November 16, 2010

  • More Brainy Books

    Can you ever have enough? More good advice:

    From Scott Belsky “Making Ideas Happen”

    Making an idea happen =

    1. The idea +

    2. Organization and execution (prioritize) +

    3. Forces of community (Use what you have, share your information liberally, capitalize on feedback, and be transparent and accountable.) +

    4. Leadership Capability (Intrinsic motivation/reward, appreciate others liberally, leaders should talk last, and share ownership of ideas)

    “Leadership is the art of getting someone else to do something you want done because he wants to do it” –Dwight Eisenhower

    From Tom Peters “The Project 50″

    1. Reframe: never accept a project/assignment as given–turn it into a WOW project. No JAMS: Just another mediocre success

    2. Translate your daily experiences into “cool stuff to do.”

    3. Become a benchmarking fool: look at everything small thing that happens to you as a golden learning opportunity

    4. Make it beautiful. beauty is more important than you think.

    5. Make sure you are making someone angry–because WOW projects change the rules and that makes people upset.

    6. Have diversity and range of perspectives, hire the freaks because they know what is cool

    7. Give yourself a deadline.
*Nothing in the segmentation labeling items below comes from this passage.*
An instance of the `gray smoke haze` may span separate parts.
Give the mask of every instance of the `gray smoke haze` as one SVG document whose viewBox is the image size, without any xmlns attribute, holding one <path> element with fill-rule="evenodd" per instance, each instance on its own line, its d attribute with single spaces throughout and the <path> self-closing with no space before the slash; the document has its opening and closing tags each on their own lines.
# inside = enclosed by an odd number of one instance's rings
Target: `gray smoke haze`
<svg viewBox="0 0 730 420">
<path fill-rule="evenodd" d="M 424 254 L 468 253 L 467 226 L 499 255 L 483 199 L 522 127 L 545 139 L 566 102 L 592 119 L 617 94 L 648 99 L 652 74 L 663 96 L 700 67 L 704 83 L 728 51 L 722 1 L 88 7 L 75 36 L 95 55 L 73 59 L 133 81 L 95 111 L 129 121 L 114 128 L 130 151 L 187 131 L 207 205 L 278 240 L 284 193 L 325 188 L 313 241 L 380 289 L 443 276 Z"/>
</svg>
Do it.

    8. Find–and then nurture–a few co-conspirators.

    9. Make sure the project says “Wow! Beautiful! Revolutionary! Impact! Raving Fans!” Life is too short for non-wow projects

    10. Write/describe your project on one 5×7 card, able to explain in an elevator ride.

    11. Tell your project through stories. What is your story?

    12. Everyone is in sales. Are you ready to sell your project/product?

    13. Never forget your friends. Appreciate your team

    14. Don’t try to convert your enemies. Don’t waste time on them.

    15. Become a master bootstrapper. Too much initial money kills

    16. Try out the prototype. A lot.

    17. Play hard

    18. Keep recruiting: wow projects call for wow people

    19. Make lists. lots. Keep a binder, like the “project manual”

    20. Master the 15 minute meeting. Use an egg timer. Do not go over. Keep everyone updated.

    21. Don’t forget to celebrate. If it is worth learning, it is worth celebrating (That is from supercamp). Write up the project history and throw a celebration party.

    From Dan Roam “The Back of the Napkin”

    Visual thinking process:

    1. Looking: Collecting and screening: what is there? is there a lot of it? what is not there?

    2. Seeing: Selecting and clumping: do I know what I am seeing? have I seen this before? Any patterns?

    3. Imagining: Seeing what isn’t there: can I make analogies/connections to other things i’ve seen in the past? Is there a better way to do this/rearrange this?

    4. Showing: Making it all clear: Of all i’ve imagined: what are the three most important pictures for me and my audience? What is the best way to convey the idea? when I go back to the beginning, does it still make sense?

    22. Pass on the project–sell out! To someone as passionate about it as you are.